Псих Третий недоверчиво посмотрел на него. Из всех охранников, подумал Эдди, с этим скорее всего получится. Время от времени Псих Третий тайком приносил пленным куски хлеба и просовывал через дыру в стене, что служила в бараке окном.

Эдди снова покрутил руками и улыбнулся. Псих Третий шагнул к Эдди, приостановился, вернулся за винтовкой, а потом откатил камни к Эдди.

— Вот так, — произнес Эдди и с легкостью принялся жонглировать. Когда ему было семь, он выучился этому у одного бродячего циркача-италь-янца, который мог жонглировать шестью тарелками одновременно. Эдди часами тренировался на променаде — подбрасывал гальку, резиновые мячи, все, что попадало под руку. Жонглирование не считалось чем-то особенным. Многие ребята с пирса умели это делать.

Но теперь он с яростью подбрасывал камни — быстрее и быстрее. Ему хотелось поразить охранника. И вдруг, остановившись, Эдди обратился к охраннику:

— Дай мне еще один.

Псих Третий хмыкнул.

— Три камня, понял? — Эдди поднял вверх три пальца. — Три.

К этому времени Мортон и Смитти уже сидели на тюфяках. А капитан придвигался все ближе и ближе к Эдди.

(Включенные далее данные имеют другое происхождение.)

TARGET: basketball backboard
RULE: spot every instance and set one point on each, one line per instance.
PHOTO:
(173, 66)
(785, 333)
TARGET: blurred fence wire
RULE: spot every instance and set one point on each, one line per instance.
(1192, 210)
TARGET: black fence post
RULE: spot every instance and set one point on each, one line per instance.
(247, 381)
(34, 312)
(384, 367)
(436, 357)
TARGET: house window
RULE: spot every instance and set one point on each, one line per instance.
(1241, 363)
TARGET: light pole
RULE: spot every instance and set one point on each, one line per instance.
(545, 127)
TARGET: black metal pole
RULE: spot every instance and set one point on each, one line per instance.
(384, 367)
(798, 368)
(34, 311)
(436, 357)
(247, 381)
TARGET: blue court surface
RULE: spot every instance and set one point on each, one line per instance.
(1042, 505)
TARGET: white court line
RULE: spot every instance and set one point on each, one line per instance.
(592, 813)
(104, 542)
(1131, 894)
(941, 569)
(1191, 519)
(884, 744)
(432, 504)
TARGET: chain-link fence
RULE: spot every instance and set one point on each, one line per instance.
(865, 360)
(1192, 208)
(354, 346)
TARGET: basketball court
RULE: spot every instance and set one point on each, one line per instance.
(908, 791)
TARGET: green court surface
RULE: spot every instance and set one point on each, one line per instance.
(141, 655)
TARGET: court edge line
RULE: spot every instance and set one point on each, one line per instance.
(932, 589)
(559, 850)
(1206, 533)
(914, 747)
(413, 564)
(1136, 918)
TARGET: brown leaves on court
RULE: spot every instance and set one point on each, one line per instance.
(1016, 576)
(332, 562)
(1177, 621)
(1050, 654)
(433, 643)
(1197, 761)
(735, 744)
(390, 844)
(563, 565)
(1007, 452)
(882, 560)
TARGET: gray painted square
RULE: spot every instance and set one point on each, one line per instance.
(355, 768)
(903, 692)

— Что будем делать? — пробормотал Смитти.

— Если б достать еще один камень… — ответил Эдди.

Псих Третий открыл бамбуковую дверь и сделал именно то, на что Эдди так надеялся, — позвал остальных охранников. Псих Первый явился с увесистым камнем, а вслед за ним вошел и Псих Второй. Псих Третий протянул камень Эдди и что-то выкрикнул. А затем отступил и с усмешкой взглянул на двух других, жестом предлагая им сесть и полюбоваться зрелищем.

Эдди в ритмичном покачивании жонглировал камнями — каждый величиной с его ладонь. И напевал мелодию из циркового представления: «Ла-ла-ла-ла ла-а-а-а…» Охранники смеялись. Эдди тоже смеялся. И капитан смеялся. Натужным смехом, чтобы выиграть время.

— Подвигай-тесь побли-же, — пел Эдди, делая вид, что это слова его песенки. Мортон и Смитти, изображая необычайный интерес, стали осторожно приближаться к Эдди.

Охранники наслаждались неожиданным развлечением. Их позы стали расслабленными. А Эдди то и дело сглатывал, всеми силами стараясь скрыть напряжение. Надо было продержаться еще хотя бы чуть-чуть. Он подбрасывал один из камней высоко в воздух и тут же жонглировал двумя другими, потом ловил третий и повторял все сначала.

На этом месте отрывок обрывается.